In this book, Smith looks specifically at what that insight means for the practices of worship and Christian education. The book comes in two parts. In part 1, the theoretical part of the book, Smith walks the reader through expositions of Maurice Merleau-Ponty and Pierre Bourdieu, asking what their theoretical models of how we are formed might mean for how we worship. In part 2, the practical part, Smith talks explicitly about how the theory discussed in part 1 reframes Christian formation and gives a fresh understanding of how worship works.
Smith intentionally pitches this book to be accessible to both worship practitioners and the academy, meaning that one audience will think there are too many footnotes, and the other will think there are not enough.
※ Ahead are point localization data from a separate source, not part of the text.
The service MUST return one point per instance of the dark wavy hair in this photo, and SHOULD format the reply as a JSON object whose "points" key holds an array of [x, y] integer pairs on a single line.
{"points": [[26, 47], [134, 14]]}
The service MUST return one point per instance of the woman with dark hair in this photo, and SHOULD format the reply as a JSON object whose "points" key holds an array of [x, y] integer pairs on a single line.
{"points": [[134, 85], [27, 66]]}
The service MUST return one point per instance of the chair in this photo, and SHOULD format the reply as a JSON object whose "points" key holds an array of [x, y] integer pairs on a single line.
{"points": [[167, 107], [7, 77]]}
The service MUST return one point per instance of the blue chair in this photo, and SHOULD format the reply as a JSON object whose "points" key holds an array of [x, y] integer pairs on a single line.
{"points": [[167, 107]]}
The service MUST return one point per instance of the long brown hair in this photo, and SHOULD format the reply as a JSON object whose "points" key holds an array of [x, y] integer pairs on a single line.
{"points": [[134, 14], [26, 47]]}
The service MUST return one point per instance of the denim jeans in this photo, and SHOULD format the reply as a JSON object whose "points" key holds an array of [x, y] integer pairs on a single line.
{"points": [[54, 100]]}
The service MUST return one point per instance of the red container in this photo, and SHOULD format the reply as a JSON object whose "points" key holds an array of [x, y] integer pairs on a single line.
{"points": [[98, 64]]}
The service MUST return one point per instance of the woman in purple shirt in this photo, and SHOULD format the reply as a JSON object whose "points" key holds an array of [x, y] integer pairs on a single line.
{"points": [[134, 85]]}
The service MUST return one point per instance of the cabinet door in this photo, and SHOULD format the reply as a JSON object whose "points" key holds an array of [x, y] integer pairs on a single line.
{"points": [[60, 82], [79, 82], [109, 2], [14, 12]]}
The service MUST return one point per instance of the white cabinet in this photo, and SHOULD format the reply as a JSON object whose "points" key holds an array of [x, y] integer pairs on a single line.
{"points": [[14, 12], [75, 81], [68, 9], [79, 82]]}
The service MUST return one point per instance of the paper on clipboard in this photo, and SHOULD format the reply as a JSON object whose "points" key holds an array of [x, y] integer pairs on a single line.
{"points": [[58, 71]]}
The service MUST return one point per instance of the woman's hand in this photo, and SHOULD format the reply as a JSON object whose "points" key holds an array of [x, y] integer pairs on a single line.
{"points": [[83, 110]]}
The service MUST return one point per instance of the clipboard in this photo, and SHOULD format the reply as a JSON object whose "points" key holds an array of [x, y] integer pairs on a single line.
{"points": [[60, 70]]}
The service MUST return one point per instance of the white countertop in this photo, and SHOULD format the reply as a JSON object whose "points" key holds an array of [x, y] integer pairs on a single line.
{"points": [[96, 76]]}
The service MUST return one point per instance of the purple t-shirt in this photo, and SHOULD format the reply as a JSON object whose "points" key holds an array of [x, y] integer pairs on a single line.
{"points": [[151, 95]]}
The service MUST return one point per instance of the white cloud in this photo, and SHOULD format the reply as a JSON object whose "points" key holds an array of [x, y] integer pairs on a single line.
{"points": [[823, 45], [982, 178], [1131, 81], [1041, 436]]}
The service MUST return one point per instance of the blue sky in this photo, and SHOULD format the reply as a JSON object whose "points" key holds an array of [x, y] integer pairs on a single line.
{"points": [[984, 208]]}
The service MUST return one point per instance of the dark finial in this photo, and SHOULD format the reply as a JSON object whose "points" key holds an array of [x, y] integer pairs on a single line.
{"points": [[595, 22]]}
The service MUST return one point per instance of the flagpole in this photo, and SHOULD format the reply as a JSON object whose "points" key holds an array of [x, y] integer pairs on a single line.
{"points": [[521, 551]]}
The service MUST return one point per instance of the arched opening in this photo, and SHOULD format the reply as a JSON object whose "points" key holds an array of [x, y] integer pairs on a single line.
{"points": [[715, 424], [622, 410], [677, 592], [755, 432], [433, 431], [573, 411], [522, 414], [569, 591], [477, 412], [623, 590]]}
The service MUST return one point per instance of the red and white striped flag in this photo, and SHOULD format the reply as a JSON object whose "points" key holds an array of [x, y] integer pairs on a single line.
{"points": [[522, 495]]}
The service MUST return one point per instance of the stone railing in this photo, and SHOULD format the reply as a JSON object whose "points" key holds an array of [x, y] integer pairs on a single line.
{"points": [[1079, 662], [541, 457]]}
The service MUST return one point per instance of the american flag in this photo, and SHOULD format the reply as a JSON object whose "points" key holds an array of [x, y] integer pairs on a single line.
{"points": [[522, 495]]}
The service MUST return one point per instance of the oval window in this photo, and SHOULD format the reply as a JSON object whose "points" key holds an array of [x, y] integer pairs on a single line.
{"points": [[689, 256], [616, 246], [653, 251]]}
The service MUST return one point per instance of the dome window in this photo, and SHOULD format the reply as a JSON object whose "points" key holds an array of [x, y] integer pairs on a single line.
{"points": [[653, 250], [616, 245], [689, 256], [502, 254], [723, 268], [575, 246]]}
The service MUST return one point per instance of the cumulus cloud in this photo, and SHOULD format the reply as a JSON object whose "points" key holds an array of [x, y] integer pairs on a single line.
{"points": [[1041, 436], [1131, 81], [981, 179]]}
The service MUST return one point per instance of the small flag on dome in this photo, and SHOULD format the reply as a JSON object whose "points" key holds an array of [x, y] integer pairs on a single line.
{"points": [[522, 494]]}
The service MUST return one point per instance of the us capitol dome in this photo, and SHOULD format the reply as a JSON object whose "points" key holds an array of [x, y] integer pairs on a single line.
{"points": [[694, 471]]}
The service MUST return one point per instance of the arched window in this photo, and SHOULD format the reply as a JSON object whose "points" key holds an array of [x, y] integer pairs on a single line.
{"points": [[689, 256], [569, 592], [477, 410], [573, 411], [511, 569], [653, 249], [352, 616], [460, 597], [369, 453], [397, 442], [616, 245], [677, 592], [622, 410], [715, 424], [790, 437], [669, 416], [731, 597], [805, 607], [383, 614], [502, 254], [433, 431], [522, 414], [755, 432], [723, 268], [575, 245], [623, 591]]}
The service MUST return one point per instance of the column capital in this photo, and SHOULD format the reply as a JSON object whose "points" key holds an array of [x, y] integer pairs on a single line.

It is an enjoyable and thought-provoking (as well as, it is hoped, practice-provoking) read. Throughout, Smith attempts to practice what he preaches by telling his readers stories that enable them to imagine what he is talking about. One of my favorites comes early in the book, when he talks about the disconnect between thought and action he experienced when he was reading (and approving) the agrarian writer Wendell Berry while sitting in a Costco.
But since the ultimate goal of the book is the renewal of practice, I was hoping for a bit more in part 2. How can this formation take place? What are some habits of worship that can be used to re-orient us? If we are shaped by stories, I wanted Smith to tell stories about how it has been done in a few communities. Smith points, for example, to the importance of the arts for the church, but by the end of the book I was not quite sure exactly what he meant: painting during a worship service? Liturgical dance? Preach stories instead of sermons? Although I deeply resonated with the argument of Imagining the Kingdom, I think there is a danger—like reading Wendell Berry in Costco—of reading, agreeing, and yet not having the map to get to the place Smith is pointing us to. Perhaps Smith plans on doing more of this in volume three.
Note: Thanks to Baker Academic for a review copy of this book. I was not asked to give a positive review.